The Institution of Civil Engineers, an international professional association based in London, offers another reason for increased scrutiny: Declining public financing for civil engineering projects will require that private money supplement public investment, and private backers are skilled at squeezing every penny of waste out of a project.
As a result, increased demand for on-time, on-budget projects, coupled with a new focus on profits, is forcing the civil engineering industry to quickly adapt.
COLLABORATIVE MODELS
Inefficiency is common in civil engineering projects because “outdated and fragmented business structures, leading to a lack of knowledge sharing among professionals and the public, compound problems on many large and complex civil engineering projects,” said Andrew Hawes of Hawes Associates, a UK-based flood defense consultant to national and regional governments.

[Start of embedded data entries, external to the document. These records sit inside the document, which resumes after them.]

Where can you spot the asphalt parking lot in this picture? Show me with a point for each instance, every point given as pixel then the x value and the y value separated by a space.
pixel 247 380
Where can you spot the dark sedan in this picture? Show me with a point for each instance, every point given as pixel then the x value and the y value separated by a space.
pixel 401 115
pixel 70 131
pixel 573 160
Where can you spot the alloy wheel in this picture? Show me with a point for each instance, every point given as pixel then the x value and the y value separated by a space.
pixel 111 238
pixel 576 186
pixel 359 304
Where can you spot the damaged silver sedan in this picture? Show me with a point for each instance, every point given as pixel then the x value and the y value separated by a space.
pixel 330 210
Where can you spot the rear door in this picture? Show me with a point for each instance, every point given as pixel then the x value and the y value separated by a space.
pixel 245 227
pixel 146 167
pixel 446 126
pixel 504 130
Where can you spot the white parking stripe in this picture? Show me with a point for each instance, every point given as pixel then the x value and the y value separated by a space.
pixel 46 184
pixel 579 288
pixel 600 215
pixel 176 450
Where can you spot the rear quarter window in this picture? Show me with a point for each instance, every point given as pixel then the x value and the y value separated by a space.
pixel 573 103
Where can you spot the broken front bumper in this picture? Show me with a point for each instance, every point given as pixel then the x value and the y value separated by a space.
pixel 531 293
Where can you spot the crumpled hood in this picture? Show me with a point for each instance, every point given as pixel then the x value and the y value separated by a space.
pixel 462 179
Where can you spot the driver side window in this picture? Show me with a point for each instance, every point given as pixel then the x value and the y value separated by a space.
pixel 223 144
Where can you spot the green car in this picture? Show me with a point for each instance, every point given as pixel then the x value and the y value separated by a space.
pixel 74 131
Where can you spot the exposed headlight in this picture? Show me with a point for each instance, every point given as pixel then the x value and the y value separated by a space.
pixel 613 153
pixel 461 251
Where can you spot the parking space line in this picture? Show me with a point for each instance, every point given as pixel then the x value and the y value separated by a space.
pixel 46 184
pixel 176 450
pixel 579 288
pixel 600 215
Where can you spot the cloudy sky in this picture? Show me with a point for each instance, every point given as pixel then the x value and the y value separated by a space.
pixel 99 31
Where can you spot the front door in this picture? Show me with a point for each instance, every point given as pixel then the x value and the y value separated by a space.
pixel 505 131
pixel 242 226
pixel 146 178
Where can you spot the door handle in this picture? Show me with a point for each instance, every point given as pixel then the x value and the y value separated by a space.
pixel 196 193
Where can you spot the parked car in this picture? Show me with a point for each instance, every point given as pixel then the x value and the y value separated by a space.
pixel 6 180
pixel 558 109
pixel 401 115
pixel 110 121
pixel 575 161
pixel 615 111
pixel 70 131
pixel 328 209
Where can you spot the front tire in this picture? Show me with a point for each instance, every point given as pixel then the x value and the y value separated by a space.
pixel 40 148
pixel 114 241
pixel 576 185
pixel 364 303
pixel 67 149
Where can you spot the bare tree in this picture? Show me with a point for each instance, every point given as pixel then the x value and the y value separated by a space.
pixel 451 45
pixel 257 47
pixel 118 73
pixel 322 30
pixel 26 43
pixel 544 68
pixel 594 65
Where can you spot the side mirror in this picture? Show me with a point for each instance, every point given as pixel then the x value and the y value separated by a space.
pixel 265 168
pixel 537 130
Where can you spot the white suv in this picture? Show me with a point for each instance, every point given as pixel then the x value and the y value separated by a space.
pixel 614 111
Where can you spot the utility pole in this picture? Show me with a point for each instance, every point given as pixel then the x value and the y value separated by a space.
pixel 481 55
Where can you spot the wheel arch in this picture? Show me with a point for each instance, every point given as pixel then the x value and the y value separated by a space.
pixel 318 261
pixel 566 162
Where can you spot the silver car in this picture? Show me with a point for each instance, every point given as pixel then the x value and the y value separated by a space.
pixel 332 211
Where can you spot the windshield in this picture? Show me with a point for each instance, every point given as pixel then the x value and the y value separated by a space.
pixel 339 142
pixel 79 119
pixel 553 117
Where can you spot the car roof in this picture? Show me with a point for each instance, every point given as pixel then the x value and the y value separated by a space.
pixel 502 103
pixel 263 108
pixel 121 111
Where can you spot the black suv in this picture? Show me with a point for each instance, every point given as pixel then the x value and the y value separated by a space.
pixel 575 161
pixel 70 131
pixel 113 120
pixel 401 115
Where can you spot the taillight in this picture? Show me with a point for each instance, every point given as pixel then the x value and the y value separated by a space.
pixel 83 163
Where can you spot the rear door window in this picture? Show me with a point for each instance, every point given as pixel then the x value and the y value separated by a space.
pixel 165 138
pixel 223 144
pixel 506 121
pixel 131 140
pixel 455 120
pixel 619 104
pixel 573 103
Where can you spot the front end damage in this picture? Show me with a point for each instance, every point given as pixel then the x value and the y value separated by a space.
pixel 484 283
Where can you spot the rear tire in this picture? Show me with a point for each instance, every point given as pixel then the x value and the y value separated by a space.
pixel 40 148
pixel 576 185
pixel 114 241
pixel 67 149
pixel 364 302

Hawes is responsible for sea defense levees protecting billions of dollars’ worth of land, crops, businesses and homes from flooding. “On projects of this importance, with complexity, scale and risk necessarily high, contractors and stakeholders need a unified, real-time expert knowledge platform for design, engineering and operations information,” he said.
While such platforms are common in manufacturing, Hawes said, they are rarely used in civil engineering.
“New collaborative commercial models would help reduce waste and rework by integrating and unifying on- and off-site project teams and fabricators,” he said.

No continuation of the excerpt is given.